How to Keep Idealism from Ruining You

“Scratch the surface of most cynics and you find a frustrated idealist–someone who made the mistake of converting his ideals into expectations.” -Peter M. Senge, “The Fifth Discipline” (p. 146)

A number of years ago I noticed a distressing pattern in my life. Despite my best efforts to “make things happen” in business settings, relationships, and other areas, I was continually disappointed. Nothing seemed to work out as I had hoped.

I had a miscommunication on a business deal that caused me great embarrassment and almost cost me money. In another situation I allowed myself to be led astray by my own blinding emotions. Then there was the time that I neglected to cancel my classes and almost paid dearly for it. Yet another time, I believed a promise that appealed to my high ideals and aspirations, only to find the “opportunity of a lifetime” go up in smoke.

And on it went. What was I doing wrong?

Little did I know that I was gaining valuable experience and learning many lessons about reality, people, and relationships. I wouldn’t trade these failures and hardships.

Looking back, I was incredibly idealistic. Beyond that, I believed that my worldview — how I thought everything should be — would somehow be translated into my reality.

I had transformed my ideals into expectations. And I was on the road to becoming a cynic.

I deluded myself into thinking that I was something of a philosopher and economist, but I ignored the important distinction between the positive/descriptive (what “is”) and normative/prescriptive (what “ought” to be) categories of thinking.

Because I believed that the ought and the is should correspond, in my thinking, they were one and the same in reality.

Occasionally, I would stumble across a realist — i.e., someone who understood the clear distinction between how things should be and how things really are — and I would become frustrated. I would wonder why the person could not see how things should be.

I thought idealists were the ones who had everything figured out. Realists were simply those who had gotten tired and given up.

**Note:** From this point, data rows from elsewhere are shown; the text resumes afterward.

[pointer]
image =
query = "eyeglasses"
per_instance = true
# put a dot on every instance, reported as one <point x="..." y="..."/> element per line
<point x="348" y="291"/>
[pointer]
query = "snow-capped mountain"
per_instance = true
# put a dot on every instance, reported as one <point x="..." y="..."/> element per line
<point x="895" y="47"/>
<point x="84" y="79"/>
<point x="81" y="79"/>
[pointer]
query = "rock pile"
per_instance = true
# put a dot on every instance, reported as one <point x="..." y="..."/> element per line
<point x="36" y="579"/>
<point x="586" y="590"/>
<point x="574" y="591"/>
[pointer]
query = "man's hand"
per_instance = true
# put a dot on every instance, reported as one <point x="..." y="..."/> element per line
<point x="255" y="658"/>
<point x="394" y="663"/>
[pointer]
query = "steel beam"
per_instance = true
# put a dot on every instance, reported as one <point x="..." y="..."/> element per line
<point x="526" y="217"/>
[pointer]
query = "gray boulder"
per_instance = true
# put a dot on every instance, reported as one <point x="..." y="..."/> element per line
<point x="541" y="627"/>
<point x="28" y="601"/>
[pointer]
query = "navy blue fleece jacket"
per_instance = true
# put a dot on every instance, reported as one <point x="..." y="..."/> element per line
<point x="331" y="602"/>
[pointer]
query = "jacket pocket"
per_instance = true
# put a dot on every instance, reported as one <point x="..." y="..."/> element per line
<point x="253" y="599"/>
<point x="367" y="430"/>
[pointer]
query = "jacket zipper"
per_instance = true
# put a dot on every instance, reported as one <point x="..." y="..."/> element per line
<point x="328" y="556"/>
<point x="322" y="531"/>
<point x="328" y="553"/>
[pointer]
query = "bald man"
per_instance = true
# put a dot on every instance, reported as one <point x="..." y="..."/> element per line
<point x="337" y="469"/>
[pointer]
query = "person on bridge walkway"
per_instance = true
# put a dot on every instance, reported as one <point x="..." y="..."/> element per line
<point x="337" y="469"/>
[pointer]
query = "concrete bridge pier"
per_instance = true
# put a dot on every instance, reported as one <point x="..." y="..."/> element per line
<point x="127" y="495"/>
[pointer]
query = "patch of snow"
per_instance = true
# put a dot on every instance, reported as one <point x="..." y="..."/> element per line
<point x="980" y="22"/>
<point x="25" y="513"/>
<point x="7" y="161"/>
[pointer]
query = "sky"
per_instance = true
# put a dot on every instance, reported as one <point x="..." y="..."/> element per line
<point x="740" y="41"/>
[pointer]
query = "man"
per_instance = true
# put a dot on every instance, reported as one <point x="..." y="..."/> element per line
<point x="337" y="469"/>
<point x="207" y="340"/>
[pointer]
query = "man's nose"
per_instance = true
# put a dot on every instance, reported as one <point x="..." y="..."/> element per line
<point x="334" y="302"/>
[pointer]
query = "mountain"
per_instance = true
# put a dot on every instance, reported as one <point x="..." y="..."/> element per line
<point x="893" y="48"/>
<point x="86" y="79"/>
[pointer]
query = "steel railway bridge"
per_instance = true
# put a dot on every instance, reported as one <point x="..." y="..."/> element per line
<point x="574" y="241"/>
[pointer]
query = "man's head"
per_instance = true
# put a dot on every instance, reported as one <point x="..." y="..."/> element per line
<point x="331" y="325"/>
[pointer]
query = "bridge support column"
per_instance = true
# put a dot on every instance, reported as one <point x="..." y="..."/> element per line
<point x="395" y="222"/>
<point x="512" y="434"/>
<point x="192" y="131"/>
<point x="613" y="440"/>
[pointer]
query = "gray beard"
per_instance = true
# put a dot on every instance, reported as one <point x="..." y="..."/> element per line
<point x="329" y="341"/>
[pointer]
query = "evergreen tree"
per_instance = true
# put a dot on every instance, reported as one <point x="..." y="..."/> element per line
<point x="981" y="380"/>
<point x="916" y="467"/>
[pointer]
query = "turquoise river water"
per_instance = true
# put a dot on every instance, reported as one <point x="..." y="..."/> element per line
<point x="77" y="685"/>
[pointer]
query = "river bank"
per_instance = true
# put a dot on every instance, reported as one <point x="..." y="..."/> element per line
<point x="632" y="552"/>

Since then I have learned that we need not abandon standards of integrity in order to be realists. Instead, we must simply make the choice to get to the truth.

Here are some tips that have helped me:

  • Take a step back and detach. I used to take everything so personally, even as I considered myself the paragon of rationality. I believed that many others were primarily driven by emotion, whereas I was driven by logic. Now I can see how misguided I was. I now know what I need to work on with regard to controlling my own emotional reactions to triggers, whereas before I thought everything was fine. My weaknesses were someone else’s fault and problem. This delusion and denial placed me in great danger.
  • Choose to see people for who they are. Observe people. Learn the rules. Use the metaphor of a game, much like any sport. Don’t view anyone as 100% on the side of devils or 100% on the side of angels. No one is that perfectly consistent. You will be less disappointed by your bad assumptions if you choose to see people for who they are rather than imposing your own biases and projecting your own weaknesses on them. Once you have a general idea of the rules about “human nature” and its specific manifestation in various individuals, understand that people will suddenly change when you least expect it. That is simply part of the game and part of the fun.
  • Get to the truth rather than indulging in wishful thinking. Big plans, fast talk, grand visions. All these things and more are available at the low, low price of a dime per dozen. Don’t let yourself be bamboozled. Commit to seeing reality for what it is, even when this involves the painful admission that you were wrong previously.
  • Enjoy the process. Learn to laugh and not take things too seriously. Don’t think that your serious demeanor will translate into serious success. We all have to step back and realize, in the midst of stress, that we are acting as players within the larger “human comedy,” as one author explained it.

Avoid cynicism. Be real. Keep your ideals, and commit to practicing them in your life. Gain private victory and personal mastery. Then your circle of influence will widen so that your ideals can become reality more and more in larger contexts and relationships.